IN THE CIRCUIT COURT OF THE SIXTH JUDICIAL CIRCUIT
OF THE STATE OF FLORIDA IN AND FOR PASCO COUNTY

 

CHARLES D. NEAR, SR., and PENNY NEAR,
Appellants,

 Case No. 00-1732CA     Division P

vs.                 

Lower Case No. 97-1853CC

STACY STINSON,
Appellee.

Opinion Filed May 10, 2001

Steven Herman, Esquire,
Steven Herman, P.A.,
for Appellant.

Charles D. Waller, Esquire,
Charles D. Waller, P.A.,
for Appellee.

The Honorable Robert P. Cole,
County Judge, presiding.

ORDER AFFIRMING DECISION OF LOWER COURT

            This petition for writ of certiorari must be denied.  The action below is for foreclosure of a mortgage.  The trial court initially granted a directed verdict for the appellant (defendant below) based on some evidentiary rulings prohibiting the introduction of evidence by the appellee (plaintiff below).  The trial court then granted a motion for a new trial filed by the appellee and in doing so reversed itself on the admissibility of some records.  In this petition, the appellant seeks reversal of that new trial order.  The standard for review of a trial judge’s ruling on the admissibility of evidence has been made clear by the Florida Supreme Court.  “A trial judge’s ruling on the admissibility of evidence will not be disturbed absent an abuse of discretion.”[1]  An exception to this standard exists for appellate review of a trial judge’s ruling on the admissibility of opinion and expert testimony, commonly referred to as a Frye ruling,[2] when the qualifications of the expert or the reliability of the methodology or principle used by the expert is in question..  Frye rulings are reviewed by appellate courts using a de novo or “as matter of law” standard.[3]  However, even though a certified public accountant was one of the proffered witnesses, the decision from which this petition is taken does not appear to have involved Frye issues.  Furthermore, “A motion for a new trial is addressed to the sound discretion of the trial judge and will not be disturbed absent a clear showing of abuse of discretion. Cloud v. Fallis, 110 So.2d 669 (Fla. 1959); Mead v. Bently, 61 So.2d 428 (Fla. 1952).  If reasonable men could differ as to the propriety of the action taken by the trial court, then there is no abuse of discretion. Ford Motor Co. v. Kikis, 401 So.2d 1341 (Fla. 1981).”[4]

            The decision of the trial court in the instant case to reverse itself and grant a new trial is well within the bounds of sound discretion.  Therefore, the order of the trial judge granting a new trial is hereby AFFIRMED.

 

____________________________
Wayne L. Cobb, Circuit Judge

Copies to:
Steven Herman, Esquire

Charles D. Waller, Esquire

The Honorable Robert P. Cole



[1] Blanco v.

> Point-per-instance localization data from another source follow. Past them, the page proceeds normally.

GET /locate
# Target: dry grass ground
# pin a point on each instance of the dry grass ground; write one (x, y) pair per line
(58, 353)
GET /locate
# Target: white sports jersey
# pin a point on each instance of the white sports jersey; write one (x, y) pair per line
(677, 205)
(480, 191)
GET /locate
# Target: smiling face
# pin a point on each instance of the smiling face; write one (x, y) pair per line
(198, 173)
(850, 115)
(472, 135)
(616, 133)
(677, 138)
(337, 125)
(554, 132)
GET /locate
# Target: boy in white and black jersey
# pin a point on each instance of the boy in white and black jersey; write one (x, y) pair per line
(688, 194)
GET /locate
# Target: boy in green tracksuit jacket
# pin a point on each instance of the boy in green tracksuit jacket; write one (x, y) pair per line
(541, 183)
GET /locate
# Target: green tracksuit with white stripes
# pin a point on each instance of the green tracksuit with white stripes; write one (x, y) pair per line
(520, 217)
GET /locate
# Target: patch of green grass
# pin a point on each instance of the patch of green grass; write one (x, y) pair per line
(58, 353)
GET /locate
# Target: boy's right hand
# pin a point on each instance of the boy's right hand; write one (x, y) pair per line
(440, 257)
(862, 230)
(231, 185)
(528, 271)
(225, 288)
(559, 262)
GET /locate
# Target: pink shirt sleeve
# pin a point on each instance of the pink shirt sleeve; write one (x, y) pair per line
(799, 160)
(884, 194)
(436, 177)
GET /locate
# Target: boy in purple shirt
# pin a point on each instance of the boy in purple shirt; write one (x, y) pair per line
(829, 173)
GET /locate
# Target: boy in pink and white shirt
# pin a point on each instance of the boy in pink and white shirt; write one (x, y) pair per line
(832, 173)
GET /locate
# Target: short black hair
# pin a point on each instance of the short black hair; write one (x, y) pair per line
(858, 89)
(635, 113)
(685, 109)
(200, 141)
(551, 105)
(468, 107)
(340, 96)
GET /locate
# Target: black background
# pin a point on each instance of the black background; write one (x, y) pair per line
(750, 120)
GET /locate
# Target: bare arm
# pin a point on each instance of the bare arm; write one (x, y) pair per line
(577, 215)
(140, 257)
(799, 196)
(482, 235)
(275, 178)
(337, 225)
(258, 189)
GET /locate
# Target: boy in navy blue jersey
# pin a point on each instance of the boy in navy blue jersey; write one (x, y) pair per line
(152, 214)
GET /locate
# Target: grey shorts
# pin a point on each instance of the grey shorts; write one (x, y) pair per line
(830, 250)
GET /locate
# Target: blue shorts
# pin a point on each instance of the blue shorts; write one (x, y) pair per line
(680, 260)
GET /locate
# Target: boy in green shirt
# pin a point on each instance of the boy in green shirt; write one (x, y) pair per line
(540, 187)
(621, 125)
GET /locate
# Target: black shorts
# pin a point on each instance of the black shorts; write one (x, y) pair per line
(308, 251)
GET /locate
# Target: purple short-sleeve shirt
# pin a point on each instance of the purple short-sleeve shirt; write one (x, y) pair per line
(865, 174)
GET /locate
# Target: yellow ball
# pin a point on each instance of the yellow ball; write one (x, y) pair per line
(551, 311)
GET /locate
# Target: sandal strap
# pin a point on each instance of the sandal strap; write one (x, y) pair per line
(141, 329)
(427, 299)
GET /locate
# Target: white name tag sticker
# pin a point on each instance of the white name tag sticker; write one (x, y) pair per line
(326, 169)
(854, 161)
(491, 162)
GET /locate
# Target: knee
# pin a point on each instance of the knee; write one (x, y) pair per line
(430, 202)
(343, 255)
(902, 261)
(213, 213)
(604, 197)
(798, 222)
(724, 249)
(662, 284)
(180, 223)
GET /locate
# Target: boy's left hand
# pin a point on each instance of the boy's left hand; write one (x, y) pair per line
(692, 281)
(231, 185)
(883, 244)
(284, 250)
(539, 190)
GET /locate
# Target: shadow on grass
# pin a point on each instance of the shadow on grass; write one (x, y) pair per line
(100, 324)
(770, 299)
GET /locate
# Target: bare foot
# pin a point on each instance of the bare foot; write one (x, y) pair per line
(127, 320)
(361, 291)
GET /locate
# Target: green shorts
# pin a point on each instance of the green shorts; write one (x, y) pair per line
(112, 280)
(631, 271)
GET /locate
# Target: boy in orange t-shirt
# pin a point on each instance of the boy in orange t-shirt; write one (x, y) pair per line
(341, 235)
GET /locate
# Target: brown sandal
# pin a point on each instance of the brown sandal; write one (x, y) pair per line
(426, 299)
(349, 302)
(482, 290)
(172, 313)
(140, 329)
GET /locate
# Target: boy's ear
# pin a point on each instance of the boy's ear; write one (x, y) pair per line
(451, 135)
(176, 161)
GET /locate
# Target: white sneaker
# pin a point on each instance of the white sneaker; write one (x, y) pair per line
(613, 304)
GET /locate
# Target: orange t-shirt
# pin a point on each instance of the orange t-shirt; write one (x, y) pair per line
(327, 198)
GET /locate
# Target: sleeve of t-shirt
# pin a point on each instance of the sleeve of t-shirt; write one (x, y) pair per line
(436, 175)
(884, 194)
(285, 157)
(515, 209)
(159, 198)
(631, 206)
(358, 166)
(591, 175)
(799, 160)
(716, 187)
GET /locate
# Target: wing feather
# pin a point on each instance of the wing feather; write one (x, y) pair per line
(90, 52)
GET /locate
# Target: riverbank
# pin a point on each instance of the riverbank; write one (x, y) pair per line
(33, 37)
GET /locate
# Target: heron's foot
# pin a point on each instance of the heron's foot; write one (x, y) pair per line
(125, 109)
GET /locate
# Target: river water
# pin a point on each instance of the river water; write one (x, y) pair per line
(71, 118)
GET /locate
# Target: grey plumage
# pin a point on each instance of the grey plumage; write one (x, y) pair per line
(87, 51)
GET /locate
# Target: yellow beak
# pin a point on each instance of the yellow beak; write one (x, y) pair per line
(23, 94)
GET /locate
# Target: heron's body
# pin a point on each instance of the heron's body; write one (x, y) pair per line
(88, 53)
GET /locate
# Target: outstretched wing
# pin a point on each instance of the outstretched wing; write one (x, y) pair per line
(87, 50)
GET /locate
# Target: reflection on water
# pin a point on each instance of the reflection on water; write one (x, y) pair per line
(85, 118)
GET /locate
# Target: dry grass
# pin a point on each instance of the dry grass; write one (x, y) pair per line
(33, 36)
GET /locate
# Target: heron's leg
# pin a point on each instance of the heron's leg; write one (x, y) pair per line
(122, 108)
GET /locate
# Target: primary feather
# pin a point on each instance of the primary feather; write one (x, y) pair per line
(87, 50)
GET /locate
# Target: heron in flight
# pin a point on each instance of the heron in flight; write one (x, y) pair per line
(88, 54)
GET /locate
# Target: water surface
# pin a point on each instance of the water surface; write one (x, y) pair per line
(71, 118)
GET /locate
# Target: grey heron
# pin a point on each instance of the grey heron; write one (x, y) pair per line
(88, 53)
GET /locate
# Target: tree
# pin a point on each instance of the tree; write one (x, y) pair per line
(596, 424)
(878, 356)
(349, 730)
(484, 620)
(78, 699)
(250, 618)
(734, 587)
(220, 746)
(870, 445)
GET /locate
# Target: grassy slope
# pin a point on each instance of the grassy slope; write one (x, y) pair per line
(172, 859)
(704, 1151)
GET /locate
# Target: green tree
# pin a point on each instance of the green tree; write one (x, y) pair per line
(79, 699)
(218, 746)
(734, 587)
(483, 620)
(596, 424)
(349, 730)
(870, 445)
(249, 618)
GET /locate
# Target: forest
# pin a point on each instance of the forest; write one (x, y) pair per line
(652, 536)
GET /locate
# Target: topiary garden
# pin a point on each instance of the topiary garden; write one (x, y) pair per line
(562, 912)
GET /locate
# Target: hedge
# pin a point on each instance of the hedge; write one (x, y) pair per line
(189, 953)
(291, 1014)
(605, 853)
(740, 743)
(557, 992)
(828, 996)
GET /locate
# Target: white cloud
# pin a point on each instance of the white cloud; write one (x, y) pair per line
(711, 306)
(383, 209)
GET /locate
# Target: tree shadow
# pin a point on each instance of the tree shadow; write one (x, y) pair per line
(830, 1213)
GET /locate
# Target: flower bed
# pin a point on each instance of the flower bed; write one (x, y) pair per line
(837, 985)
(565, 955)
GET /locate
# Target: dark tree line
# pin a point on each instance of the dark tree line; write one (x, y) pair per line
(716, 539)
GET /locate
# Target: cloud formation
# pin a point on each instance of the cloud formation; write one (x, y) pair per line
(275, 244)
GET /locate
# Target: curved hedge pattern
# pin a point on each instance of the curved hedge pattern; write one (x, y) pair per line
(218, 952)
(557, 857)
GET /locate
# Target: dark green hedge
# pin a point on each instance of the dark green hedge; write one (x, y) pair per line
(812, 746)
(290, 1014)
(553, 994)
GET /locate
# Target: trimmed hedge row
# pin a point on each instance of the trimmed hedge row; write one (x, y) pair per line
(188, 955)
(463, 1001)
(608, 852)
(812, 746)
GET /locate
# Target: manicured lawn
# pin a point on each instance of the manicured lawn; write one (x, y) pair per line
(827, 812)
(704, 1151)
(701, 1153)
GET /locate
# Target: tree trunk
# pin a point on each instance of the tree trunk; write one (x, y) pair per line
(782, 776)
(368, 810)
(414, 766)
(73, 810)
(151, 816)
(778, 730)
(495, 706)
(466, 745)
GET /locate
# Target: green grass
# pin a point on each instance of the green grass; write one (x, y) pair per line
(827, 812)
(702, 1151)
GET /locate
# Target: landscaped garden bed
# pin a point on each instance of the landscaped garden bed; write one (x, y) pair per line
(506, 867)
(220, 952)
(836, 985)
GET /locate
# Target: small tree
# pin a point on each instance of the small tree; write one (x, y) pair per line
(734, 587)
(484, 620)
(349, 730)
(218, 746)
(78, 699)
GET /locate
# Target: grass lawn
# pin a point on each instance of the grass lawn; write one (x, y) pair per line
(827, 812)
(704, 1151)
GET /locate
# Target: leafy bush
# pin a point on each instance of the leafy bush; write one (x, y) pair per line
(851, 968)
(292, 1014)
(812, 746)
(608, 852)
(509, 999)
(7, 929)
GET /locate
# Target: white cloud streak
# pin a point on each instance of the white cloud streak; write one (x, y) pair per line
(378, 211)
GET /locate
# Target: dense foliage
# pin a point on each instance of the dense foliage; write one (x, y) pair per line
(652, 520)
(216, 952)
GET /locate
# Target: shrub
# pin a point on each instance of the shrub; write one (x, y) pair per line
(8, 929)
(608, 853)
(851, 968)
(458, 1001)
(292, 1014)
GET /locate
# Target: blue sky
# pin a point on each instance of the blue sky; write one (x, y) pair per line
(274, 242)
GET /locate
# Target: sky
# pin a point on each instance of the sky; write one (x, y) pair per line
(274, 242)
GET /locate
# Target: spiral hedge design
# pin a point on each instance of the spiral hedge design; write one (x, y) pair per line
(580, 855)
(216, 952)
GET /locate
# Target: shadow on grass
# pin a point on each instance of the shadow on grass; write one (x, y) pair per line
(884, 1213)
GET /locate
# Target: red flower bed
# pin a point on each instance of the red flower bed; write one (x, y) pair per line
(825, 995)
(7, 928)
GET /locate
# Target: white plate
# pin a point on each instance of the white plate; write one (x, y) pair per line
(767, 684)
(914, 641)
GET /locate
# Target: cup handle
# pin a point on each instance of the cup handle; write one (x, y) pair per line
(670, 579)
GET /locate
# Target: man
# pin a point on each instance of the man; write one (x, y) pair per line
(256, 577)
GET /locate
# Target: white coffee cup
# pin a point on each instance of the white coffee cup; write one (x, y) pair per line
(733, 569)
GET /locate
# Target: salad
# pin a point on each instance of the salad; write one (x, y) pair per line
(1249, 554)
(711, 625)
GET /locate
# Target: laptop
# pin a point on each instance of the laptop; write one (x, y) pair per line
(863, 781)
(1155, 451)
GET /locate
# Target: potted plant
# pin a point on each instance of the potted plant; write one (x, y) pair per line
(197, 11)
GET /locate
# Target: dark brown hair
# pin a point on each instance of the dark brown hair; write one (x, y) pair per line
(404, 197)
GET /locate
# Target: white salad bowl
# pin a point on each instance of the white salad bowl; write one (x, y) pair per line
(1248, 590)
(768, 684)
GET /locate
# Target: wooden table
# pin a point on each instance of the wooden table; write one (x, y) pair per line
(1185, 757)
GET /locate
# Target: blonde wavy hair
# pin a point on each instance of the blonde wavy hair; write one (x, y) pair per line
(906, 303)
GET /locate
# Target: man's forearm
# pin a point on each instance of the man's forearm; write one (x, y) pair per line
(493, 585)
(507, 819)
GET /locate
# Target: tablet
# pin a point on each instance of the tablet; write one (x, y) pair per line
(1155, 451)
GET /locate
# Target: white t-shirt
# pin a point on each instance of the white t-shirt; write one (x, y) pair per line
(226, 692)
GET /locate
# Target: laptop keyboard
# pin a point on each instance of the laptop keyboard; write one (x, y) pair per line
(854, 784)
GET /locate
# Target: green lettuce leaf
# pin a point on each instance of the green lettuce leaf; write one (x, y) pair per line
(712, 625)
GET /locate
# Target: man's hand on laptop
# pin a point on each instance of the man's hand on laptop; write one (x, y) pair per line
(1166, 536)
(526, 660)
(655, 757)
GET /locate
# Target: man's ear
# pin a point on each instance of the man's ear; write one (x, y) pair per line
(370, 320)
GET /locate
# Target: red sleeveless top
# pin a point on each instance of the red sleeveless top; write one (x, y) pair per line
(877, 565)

State, 452 So.2d 520, 523 (Fla. 1984);  Booker v. State, 397 So.2d 910 (Fla. 1981), cert. denied, 454 U.S. 957, 102 S.Ct. 493, 70 L.Ed.2d 261 (1981).

[2] Frye v. United States, 293 Fed. 1013 (D.C.Cir. 1923).

[3] Brim v. State, 695 So.2d 268 (Fla. 1997).

[4] Qualls v. Stancato, 450 So.2d 1197, 1201 (Fla. 1st DCA 1984).